Terri muttered. “You’re so spoiled, I swear.”

He ignored her, taking a sip from her glass of ice water.

They sat beside each other, quietly eating and drinking, and when they finished the late night snack, Gavin cleaned up the counters and put everything in the dishwasher. Her gaze lingered on his broad back as he bent over the dish rack. It was too soon for them to make love again, and she missed that level of intimacy with him. She missed…something. She didn’t even know what it was, except it wasn’t there. Just a hole that needed to be plugged. A void that needed filling.

He straightened and closed the dishwasher. Turning around, he rubbed his hands together. “Let’s go…”

She hadn’t been fast enough in fixing her face. She’d gotten good at it, but he saw the truth, and her face burned. “Let’s go.”

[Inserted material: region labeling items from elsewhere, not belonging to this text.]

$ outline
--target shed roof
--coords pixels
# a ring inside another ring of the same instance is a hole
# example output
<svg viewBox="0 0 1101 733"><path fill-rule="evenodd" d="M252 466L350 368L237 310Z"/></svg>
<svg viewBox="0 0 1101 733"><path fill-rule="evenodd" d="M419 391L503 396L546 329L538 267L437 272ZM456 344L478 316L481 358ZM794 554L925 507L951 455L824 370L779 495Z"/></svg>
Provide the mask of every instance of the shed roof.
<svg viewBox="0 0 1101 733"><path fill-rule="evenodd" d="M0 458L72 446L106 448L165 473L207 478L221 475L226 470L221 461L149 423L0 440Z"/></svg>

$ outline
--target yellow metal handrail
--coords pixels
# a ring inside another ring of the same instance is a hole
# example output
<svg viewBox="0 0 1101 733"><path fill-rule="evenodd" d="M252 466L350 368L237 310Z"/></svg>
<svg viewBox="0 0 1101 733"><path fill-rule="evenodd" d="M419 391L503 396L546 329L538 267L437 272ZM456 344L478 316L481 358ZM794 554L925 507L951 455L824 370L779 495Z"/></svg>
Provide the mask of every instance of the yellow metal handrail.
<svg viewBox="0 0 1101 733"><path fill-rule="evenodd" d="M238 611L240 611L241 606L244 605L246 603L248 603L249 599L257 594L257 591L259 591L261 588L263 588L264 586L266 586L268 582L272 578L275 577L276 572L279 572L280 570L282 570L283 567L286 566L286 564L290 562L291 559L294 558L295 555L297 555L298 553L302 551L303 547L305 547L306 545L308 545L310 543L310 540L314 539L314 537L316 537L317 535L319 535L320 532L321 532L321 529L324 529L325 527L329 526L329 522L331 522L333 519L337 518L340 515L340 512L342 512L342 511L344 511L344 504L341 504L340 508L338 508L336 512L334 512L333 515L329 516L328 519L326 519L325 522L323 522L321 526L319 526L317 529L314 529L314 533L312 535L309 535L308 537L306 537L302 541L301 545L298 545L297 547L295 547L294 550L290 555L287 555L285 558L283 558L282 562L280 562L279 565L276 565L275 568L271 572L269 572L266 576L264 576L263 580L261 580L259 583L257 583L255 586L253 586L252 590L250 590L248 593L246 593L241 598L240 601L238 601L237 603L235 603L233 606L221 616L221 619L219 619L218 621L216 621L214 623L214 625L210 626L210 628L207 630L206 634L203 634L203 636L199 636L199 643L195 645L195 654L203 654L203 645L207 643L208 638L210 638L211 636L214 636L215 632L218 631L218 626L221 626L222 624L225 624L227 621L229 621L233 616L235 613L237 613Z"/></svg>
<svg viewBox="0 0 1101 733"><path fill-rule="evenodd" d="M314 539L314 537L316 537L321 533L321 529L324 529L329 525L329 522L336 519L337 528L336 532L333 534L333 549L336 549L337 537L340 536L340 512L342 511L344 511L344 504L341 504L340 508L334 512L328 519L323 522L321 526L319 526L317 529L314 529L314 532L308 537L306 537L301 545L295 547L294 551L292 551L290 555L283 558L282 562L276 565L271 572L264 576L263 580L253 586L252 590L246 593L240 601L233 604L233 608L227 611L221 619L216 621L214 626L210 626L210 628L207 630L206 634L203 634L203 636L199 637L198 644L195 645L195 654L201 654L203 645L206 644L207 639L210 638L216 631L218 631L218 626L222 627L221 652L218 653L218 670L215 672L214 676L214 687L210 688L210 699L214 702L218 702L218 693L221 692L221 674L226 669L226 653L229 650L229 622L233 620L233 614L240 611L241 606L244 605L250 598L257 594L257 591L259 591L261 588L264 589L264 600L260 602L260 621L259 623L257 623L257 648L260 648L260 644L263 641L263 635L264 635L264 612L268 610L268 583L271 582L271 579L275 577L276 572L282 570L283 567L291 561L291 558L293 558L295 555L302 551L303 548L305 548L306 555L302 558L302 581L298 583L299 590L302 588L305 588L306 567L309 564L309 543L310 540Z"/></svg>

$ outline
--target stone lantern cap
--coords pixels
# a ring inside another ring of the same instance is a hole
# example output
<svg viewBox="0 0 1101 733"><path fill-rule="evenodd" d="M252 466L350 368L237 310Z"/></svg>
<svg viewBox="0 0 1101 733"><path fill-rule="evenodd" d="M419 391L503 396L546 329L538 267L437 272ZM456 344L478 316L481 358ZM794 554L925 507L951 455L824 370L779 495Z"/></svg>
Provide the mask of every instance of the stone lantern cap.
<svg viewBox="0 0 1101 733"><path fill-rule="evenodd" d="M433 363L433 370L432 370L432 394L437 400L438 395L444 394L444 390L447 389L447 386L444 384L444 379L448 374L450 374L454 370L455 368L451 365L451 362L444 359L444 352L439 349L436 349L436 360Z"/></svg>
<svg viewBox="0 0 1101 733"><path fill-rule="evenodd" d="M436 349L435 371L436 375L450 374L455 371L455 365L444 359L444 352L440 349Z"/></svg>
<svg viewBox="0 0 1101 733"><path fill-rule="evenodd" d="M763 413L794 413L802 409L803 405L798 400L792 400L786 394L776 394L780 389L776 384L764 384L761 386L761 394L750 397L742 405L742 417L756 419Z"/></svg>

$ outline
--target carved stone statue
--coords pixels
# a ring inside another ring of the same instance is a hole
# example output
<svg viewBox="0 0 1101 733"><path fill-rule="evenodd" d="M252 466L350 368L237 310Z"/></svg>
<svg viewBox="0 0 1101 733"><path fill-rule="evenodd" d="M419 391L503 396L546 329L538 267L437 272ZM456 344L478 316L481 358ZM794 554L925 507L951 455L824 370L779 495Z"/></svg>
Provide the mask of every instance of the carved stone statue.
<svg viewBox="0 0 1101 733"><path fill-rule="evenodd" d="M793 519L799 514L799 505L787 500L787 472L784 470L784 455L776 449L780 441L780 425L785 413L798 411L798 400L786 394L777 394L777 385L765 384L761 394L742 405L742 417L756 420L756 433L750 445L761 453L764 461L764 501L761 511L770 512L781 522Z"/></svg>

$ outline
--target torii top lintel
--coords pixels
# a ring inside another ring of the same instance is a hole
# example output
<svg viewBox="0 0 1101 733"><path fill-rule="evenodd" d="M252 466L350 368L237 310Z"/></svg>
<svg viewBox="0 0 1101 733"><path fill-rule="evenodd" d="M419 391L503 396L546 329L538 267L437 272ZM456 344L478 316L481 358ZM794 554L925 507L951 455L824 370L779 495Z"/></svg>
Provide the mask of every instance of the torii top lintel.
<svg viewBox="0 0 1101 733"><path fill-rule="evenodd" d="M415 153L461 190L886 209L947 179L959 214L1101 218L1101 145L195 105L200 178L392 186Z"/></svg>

She hopped off the stool and rushed toward the door, but he was too fast. He blocked her path and placed his hands on her arms.

“Baby.”

Such a simple word, a common endearment, but one that made her feel weak and achy. She pulled her lips in and hung her head to hide the welling tears.

“Baby,” he whispered again. He kissed the bonnet, then her forehead, then her eyelids.

Terri rested her head against his chest and his strong arms closed around her.

“I’m sorry,” he whispered. He rubbed her back. “I abandoned you. Please forgive me.”

Sniffling, Terri rubbed the tears from her cheeks.

“I wanted to tell you everything, but I was scared,” she said softly.

“I know.”

“You said you wouldn’t…” She sniffed. “You said you wouldn’t stop loving me.”

“I didn’t. I didn’t stop loving you. Not for a minute, but I hurt you. I regret how much I hurt you.” He bent his head to her neck and rubbed a hand over her bottom, over her hips, and back up to her waist. “I love you, and I’ll always take care of you.”

There it was. The words she needed to hear. What was missing.

He pressed soft kisses into her neck and up the line of her jaw to the corner of her eye where salty tears leaked onto her cheek.

“There’s something I need to tell you,” Terri said.

“What is it?”

She sniffed and lifted her eyes to look at him. “I love you, too. You believe me?” She smiled shakily.